The agency estimates that it will cost between $500 million and $1.4 billion over a 10-year period to implement a universal bar code mandate. This wide price range stems from the agency's "uncertainty as to the costs associated with the various pieces of information that might go into a bar code, whether all or some human drug products and biological products are coded, and possible changes in labeling operations." The less information required on the bar code, the smaller the cost would be to drug manufacturers and labelers—but the bar code would also then be less useful in helping to reduce medication errors.
A notice of proposed rule making is slated for publication in April 2002, according to the document.
Most organizations and associations that the agency has sought input from recommend that the bar code contain the product's National Drug Code (NDC) number, a lot number, and an expiration date. In the December 3 document, the agency says it will mandate the NDC number and is considering whether to require the expiration date and lot number, which help in identifying recalled and expired drugs.
The agency favors a mandate over a voluntary program. The latter, it stated, "would be akin to a 'no action' alternative as many products are not bar coded or not coded in a manner that would help health professionals."
In addition, the agency said, a voluntary system might lead to the adoption and proliferation of incompatible bar coding formats, which would make it difficult for hospitals and healthcare professionals to buy appropriate bar code scanners and computer equipment.

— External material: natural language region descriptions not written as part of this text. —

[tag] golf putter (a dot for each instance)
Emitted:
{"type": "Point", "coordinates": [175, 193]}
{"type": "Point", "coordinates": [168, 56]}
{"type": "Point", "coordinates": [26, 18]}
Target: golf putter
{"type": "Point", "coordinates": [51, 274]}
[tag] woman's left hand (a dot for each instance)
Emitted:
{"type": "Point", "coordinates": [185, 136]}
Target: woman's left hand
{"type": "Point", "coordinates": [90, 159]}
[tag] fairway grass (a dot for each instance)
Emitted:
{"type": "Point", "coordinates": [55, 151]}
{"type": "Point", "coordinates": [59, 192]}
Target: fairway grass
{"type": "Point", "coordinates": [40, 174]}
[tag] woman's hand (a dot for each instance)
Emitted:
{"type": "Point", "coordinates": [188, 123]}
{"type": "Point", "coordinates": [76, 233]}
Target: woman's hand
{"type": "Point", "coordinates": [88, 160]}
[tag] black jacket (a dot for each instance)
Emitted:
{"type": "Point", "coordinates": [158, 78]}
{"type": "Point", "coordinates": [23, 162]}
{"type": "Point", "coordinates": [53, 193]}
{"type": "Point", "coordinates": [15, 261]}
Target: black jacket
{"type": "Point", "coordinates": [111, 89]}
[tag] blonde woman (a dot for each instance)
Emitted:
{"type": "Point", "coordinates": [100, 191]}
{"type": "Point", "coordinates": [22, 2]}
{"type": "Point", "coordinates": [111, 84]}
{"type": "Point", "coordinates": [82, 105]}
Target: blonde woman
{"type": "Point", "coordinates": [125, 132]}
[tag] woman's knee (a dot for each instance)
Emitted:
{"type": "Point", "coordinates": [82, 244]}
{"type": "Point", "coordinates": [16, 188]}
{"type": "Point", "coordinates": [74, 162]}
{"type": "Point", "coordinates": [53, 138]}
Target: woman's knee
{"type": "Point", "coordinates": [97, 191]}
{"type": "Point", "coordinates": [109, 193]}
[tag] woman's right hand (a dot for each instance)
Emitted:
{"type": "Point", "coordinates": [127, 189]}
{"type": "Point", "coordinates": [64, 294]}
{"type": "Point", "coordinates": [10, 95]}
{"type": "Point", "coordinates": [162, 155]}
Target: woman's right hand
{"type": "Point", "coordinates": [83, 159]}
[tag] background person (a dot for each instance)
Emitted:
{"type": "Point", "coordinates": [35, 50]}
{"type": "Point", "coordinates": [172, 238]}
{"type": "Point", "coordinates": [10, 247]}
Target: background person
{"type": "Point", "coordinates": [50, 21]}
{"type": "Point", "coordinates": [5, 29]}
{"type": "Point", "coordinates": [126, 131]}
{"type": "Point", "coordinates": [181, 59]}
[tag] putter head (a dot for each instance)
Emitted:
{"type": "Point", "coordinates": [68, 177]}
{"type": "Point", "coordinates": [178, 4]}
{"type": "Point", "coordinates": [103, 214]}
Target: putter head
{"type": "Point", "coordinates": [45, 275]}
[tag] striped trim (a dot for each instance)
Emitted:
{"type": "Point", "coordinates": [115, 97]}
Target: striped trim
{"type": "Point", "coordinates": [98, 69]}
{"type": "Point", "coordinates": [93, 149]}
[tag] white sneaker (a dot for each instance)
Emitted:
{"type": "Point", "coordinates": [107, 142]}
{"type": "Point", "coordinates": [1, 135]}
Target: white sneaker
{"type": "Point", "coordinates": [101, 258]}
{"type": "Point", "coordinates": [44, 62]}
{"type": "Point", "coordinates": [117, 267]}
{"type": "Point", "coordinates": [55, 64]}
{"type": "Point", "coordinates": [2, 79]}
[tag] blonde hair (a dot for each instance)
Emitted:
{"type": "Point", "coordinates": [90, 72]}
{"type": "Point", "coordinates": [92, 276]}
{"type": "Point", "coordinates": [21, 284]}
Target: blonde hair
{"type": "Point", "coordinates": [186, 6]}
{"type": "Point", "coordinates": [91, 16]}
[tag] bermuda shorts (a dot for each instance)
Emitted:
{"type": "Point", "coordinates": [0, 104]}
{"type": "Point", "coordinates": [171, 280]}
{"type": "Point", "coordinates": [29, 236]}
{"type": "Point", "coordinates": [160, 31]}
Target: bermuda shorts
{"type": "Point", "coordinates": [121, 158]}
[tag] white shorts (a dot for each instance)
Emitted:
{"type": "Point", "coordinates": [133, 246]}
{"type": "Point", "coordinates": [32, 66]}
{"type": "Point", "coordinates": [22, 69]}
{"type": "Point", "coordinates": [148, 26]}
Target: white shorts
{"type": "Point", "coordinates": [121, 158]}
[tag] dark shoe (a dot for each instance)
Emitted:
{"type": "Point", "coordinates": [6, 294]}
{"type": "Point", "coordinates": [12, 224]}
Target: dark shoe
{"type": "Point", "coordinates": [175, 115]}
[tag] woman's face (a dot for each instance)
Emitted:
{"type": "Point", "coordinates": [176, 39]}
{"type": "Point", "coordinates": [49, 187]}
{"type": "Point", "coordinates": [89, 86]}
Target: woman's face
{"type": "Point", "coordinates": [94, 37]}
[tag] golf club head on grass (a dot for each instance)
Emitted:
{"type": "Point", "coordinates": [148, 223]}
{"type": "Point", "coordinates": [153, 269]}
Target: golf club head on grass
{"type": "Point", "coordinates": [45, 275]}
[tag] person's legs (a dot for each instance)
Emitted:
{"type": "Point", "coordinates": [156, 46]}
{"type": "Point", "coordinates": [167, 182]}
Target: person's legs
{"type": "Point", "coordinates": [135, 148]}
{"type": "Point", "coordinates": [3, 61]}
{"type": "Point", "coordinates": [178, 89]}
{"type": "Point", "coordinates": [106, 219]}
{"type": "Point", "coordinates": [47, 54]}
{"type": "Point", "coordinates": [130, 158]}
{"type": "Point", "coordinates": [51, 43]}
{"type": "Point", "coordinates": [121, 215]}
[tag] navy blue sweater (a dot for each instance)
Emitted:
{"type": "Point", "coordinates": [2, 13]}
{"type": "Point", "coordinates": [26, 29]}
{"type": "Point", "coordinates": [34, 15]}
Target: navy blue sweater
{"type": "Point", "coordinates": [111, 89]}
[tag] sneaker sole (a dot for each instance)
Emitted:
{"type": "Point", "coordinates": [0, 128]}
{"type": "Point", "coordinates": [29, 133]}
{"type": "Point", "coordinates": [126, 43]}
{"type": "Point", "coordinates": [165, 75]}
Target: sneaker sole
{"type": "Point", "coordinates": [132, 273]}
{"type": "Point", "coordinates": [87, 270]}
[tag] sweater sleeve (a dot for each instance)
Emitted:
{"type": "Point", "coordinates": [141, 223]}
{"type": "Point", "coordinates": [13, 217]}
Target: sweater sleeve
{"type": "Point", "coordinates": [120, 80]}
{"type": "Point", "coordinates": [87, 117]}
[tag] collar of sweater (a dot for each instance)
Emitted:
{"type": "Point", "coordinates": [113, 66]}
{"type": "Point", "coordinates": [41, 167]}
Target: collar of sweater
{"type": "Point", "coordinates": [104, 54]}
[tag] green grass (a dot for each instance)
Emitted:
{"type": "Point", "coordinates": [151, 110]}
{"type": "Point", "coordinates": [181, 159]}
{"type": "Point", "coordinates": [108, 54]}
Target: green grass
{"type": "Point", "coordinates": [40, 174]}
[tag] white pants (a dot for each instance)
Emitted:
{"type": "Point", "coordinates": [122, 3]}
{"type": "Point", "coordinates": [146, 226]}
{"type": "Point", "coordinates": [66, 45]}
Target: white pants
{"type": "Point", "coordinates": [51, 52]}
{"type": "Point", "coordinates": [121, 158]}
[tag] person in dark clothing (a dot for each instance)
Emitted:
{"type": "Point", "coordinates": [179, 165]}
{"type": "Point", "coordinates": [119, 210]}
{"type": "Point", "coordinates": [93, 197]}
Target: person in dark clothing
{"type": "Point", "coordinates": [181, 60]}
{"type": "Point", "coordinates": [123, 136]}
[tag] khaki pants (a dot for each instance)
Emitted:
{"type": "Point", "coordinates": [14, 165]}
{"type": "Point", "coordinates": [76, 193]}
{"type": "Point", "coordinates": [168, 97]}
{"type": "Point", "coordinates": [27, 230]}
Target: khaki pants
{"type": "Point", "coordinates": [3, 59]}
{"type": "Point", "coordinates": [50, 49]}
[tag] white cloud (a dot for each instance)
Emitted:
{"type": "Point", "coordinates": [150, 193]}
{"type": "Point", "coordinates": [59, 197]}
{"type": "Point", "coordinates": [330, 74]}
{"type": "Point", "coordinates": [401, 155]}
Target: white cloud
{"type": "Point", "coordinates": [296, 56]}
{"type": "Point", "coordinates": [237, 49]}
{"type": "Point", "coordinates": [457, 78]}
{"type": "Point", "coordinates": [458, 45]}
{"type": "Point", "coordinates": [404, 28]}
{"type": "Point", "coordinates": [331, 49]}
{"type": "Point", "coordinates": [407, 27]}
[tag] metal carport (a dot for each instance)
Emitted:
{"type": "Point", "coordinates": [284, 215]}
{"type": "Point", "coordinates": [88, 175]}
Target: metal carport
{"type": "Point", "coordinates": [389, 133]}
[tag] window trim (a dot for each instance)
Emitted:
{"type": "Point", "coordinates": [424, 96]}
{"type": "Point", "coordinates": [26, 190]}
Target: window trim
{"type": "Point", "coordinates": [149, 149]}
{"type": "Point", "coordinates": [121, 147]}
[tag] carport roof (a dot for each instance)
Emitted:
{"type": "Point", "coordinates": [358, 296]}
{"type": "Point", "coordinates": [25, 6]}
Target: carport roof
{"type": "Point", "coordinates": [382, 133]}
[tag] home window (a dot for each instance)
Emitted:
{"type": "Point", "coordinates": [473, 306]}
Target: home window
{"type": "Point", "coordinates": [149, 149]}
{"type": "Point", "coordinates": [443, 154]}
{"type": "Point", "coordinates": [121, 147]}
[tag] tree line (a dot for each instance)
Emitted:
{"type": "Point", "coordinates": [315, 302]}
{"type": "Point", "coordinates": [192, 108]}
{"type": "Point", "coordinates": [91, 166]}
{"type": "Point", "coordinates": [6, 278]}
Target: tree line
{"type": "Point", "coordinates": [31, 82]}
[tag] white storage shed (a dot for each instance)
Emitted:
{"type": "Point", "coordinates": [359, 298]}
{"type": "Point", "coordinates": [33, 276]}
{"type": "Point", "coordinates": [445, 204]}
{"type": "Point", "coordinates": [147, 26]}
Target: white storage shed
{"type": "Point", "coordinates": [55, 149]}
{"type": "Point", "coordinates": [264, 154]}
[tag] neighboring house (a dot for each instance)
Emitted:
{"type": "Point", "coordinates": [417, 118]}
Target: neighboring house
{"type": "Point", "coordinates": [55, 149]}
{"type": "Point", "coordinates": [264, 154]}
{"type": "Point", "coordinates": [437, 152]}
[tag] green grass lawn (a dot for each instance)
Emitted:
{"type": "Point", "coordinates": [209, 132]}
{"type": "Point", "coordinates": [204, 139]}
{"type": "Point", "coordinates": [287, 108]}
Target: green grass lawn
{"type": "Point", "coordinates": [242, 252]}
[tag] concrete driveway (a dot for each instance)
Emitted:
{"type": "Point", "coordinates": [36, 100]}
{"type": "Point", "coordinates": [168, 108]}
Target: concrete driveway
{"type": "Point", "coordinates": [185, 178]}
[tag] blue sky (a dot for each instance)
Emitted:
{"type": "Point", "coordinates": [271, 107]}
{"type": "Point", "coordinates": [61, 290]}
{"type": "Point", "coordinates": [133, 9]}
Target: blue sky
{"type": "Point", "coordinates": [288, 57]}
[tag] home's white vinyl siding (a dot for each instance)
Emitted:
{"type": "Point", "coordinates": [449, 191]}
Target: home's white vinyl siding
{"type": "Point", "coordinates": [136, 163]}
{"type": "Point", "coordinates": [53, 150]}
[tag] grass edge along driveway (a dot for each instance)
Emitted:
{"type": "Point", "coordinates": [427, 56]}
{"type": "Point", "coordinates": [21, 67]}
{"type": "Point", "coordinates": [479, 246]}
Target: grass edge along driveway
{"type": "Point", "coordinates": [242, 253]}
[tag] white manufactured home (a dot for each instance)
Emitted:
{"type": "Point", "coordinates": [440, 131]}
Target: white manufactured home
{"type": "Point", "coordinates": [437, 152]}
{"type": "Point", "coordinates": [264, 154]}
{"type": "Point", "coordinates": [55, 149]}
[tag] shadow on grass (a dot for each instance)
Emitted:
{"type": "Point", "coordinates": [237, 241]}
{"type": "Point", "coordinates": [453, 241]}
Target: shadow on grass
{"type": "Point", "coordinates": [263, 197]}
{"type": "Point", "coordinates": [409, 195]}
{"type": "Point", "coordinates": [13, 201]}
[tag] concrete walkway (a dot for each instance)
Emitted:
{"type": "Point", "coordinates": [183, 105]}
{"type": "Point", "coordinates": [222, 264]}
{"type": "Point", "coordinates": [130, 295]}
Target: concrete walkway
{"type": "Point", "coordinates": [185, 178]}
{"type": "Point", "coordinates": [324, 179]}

FDA said there is a risk that if drug manufacturers and repackagers were required to bar code individual unit-dose packages, some might decide to eliminate those packages and replace them with bulk containers. The agency acknowledged that unit-dose packages are convenient for hospitals, health professionals, and patients, but they are more costly to produce, and a bar coding requirement could increase the costs further. Therefore, some firms might reduce the number of packages that would be subject to a bar coding requirement, and unit-dose packages might be targeted in that reduction.
However, the agency said, the costs of adding a bar code are far less than the costs of medication errors. It cited a 1995 article estimating that preventable drug-related mortality and morbidity produced $76.6 billion in direct costs annually, much of it from drug-related hospital admissions. Adding indirect costs placed the total cost between $138 billion and $182 billion. Another article the agency cited, published in 2001, claimed that direct costs exceeded $177.4 billion, with $121.5 billion due to hospital admissions. By enabling health professionals to verify that the patient is receiving the right dose of the right drug at the right time, bar codes could reduce those costs in the long run, FDA said, though it noted that it had not yet determined the extent to which medication errors in particular would be reduced.
Because the requirement would aid in the enforcement of sections 501 and 502 of the Federal Food, Drug, and Cosmetic Act, FDA has sufficient legal authority to mandate bar codes, the agency said.